Heureusement que Conan est là. Il apporte une ambiance enfantine qui détend l'atmosphère. Et, actuellement, on en a bien besoin. C'est la première fois que je suis aussi mal à l'aise avec Jaëlle dans les parages. Physiquement elle marche à mes côtés, enfouissant sa tête dans son écharpe à chaque coup de vent. Mais mentalement, j'ai l'impression de l'avoir perdue. Comme si elle n'était plus que l'ombre d'elle-même.
— L'amour c'est vraiment nul, intervient Conan.
Je le fixe, ne comprenant pas d'où lui sort cette phrase. A quoi fait-il allusion ? Au malaise présent entre Jaëlle et moi ? Ou alors c'est juste une de ses phrases bizarres dont il en a le secret ? En tout cas, Jaëlle est tellement dans les nuages, qu'elle ne sourcille même pas. Elle ouvre la porte de l'immeuble et s'engouffre dans le hall. J'interroge quand même Conan sur ses mots.
— Bah, j'ai vu Estelle à l'école qui tenait la main d'Arthur aujourd'hui. C'était censé être mon amoureuse et moi son amoureux. Mais bon, tant pis pour elle, hausse-t-il les épaules.
Je soupire de soulagement. Il m'avait déjà parlé de cette fameuse Estelle, mais sur le coup, je n'avais pas vraiment fait le rapprochement. Je suis trop perturbé, ça ne va pas du tout. Une fois dans l'ascenseur, ma poitrine se compresse et je me sens légèrement oppressé. Cette tension va vraiment finir par drainer mon énergie. Je n'ose même plus regarder Jaëlle. En réalité, je ne sais juste pas quoi faire pour engager le dialogue entre elle et moi. La dernière chose que je souhaite est d'avoir une parole mal placée ou un peu trop maladroite. Même si je ne suis pas certain que le silence soit la meilleure des options...
La voix automatique de l'ascenseur annonce que nous arrivons au troisième étage et je me fais violence pour ne pas me précipiter vers la sortie. Même face aux bavardages incessants de Conan, nous sommes imperturbables tandis que le silence s'étend entre Jaëlle et moi. Il est si lourd que j'étouffe dans cette cabine étroite. Une petite voix au fond de moi me souffle sans cesse que tout est de ma faute. Que je n'aurais pas dû lui forcer la main avec cette histoire de Noël chez Abby. Et je m'en veux. Je crois que j'ai dépassé certaines limites.
Je rejoins la sonnette des parents de l'enfant et y appuie le doigt, pressé d'en finir. Pressé de lui parler, de m'excuser. Rapidement, la mère de Conan apparaît sur le seuil de la porte et son visage enthousiaste enlève un infime bout de pression sur mes épaules.
— Elio, Jaëlle, comment allez-vous ? Entrez !
— Merci Marine, mais je vais rentrer, décline poliment Jaëlle.
Son visage est crispé et son sourire ressemble plus à une grimace qu'autre chose. Mon cœur bat contre mes tempes et ma culpabilité ne fait qu'augmenter. J'offre un pâle rictus à la femme qui nous observe avec un air interrogateur. Comme pour nous sauver la mise, Conan profite de cet instant pour tirer la manche de sa mère et l'appeler bruyamment. Ouf.
— Qu'est-ce qu'il y a, mon chéri ?
— Est-ce que Jaëlle peut venir à l'apéro de Noël ?
Je sens cette dernière se crisper à mes côtés et Marine lui réitère l'invitation, avec sérieux.
— Bien sûr que oui ! Tu es la bienvenue Jaëlle, on serait ravis que tu te joignes à nous.

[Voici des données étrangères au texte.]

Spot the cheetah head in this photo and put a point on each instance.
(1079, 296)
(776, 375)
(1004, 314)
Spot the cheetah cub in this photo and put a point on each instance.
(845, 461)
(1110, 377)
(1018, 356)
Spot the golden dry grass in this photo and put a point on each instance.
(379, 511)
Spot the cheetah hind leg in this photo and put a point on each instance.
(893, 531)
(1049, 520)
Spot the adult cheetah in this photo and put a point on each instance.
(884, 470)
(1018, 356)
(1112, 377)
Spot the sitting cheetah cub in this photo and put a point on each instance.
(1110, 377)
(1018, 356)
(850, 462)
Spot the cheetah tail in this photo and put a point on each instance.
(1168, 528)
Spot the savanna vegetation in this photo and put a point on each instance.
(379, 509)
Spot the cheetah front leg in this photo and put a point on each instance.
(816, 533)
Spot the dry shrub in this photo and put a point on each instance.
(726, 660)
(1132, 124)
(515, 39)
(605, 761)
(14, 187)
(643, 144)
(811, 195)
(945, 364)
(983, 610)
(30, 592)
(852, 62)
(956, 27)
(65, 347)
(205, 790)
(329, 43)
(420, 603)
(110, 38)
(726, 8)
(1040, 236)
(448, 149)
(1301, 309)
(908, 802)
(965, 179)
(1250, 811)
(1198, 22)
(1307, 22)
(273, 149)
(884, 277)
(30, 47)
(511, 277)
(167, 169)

— J'y réfléchirai merci, opine-t-elle de la tête.
La mère me jette un regard insistant et je soupire imperceptiblement quand un poids s'ajoute à ma poitrine.
— Je m'en charge, promis-je discrètement à Marine qui ferme la porte en me souriant.

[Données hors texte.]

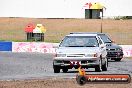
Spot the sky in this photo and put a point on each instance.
(60, 8)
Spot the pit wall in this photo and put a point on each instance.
(43, 47)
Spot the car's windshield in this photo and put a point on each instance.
(105, 39)
(79, 41)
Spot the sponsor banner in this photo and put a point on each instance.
(127, 50)
(5, 46)
(32, 47)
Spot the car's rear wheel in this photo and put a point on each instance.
(105, 66)
(118, 59)
(56, 69)
(98, 68)
(65, 70)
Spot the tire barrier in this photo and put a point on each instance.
(32, 47)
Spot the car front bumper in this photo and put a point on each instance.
(76, 62)
(114, 54)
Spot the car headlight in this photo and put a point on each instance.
(91, 55)
(61, 55)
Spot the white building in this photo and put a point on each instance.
(60, 8)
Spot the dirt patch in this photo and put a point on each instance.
(56, 83)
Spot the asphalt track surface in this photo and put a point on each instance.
(16, 66)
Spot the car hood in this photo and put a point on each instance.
(112, 45)
(77, 50)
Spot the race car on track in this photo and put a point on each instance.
(85, 50)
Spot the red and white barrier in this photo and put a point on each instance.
(127, 50)
(32, 47)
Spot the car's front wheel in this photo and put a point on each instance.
(105, 66)
(56, 69)
(98, 68)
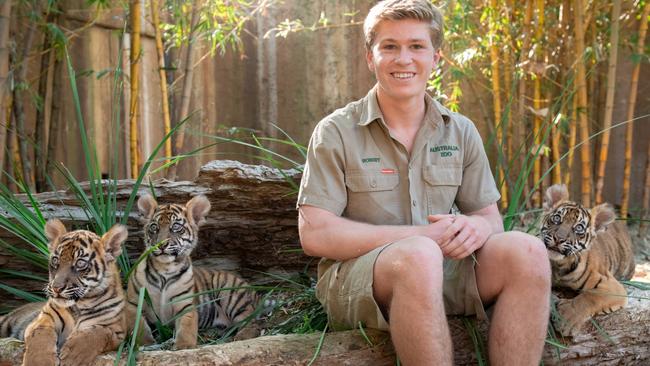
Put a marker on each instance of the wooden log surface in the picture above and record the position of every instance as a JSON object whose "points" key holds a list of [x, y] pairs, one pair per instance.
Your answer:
{"points": [[252, 228], [623, 340]]}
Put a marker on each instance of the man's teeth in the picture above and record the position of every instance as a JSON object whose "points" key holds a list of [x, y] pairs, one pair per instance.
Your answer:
{"points": [[403, 75]]}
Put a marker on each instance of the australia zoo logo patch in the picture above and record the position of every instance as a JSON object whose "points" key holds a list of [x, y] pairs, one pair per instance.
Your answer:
{"points": [[444, 150]]}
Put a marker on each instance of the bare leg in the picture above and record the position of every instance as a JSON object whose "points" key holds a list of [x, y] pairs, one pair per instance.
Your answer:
{"points": [[408, 286], [513, 270]]}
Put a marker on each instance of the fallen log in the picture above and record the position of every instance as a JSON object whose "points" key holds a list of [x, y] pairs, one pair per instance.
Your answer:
{"points": [[252, 228], [622, 340]]}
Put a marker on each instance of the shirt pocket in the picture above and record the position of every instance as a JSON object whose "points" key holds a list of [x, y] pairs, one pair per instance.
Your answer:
{"points": [[442, 183], [373, 197]]}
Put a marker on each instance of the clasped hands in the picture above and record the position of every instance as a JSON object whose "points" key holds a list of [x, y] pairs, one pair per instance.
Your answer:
{"points": [[458, 235]]}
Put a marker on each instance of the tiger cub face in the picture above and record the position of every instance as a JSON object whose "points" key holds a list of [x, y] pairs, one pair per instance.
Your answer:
{"points": [[172, 228], [567, 227], [81, 263]]}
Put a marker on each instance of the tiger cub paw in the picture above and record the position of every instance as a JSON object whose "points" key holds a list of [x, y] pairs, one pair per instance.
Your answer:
{"points": [[76, 356], [570, 319]]}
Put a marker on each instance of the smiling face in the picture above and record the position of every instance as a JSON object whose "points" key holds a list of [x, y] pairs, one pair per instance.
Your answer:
{"points": [[402, 58]]}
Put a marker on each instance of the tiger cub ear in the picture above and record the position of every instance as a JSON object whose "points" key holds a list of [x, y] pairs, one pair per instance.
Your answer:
{"points": [[113, 240], [555, 194], [54, 228], [197, 208], [147, 205], [602, 215]]}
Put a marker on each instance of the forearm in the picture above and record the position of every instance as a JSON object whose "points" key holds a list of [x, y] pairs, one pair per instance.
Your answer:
{"points": [[323, 234], [491, 218]]}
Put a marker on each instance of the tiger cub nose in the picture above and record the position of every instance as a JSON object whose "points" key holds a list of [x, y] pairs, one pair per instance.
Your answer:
{"points": [[56, 289]]}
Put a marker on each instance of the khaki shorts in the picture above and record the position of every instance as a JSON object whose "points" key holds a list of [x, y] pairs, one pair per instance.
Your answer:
{"points": [[345, 290]]}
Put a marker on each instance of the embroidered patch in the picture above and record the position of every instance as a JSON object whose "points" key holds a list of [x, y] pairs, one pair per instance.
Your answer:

Je me tourne et ne trouve plus Jaëlle. Mes yeux se lèvent et je l'aperçois monter les escaliers, sans même me considérer une seule seconde. On dirait que je suis devenu complètement invisible, que je n'existe plus pour elle en cet instant. Ne voulant pas l'effrayer en la poursuivant, je prononce son prénom d'une voix basse, mais suffisamment fort pour qu'elle m'entende. Elle pivote vers moi pour me faire face et je crois apercevoir de la surprise sur son visage. Mon amie - ou quoi qu'elle soit à mes yeux - me fait un signe de tête pour m'inviter à poursuivre. J'en profite pour grimper les quelques marches qui nous séparent, afin d'être à son niveau et pouvoir plonger mes yeux dans les siens. Mon cœur se serre : la tristesse voile son regard. Ce regard d'ordinaire si enjoué semble bien loin. Je me mords la lèvre inférieure, étrangement angoissé par toute cette tension. Est-ce que j'y suis vraiment pour quelque chose ?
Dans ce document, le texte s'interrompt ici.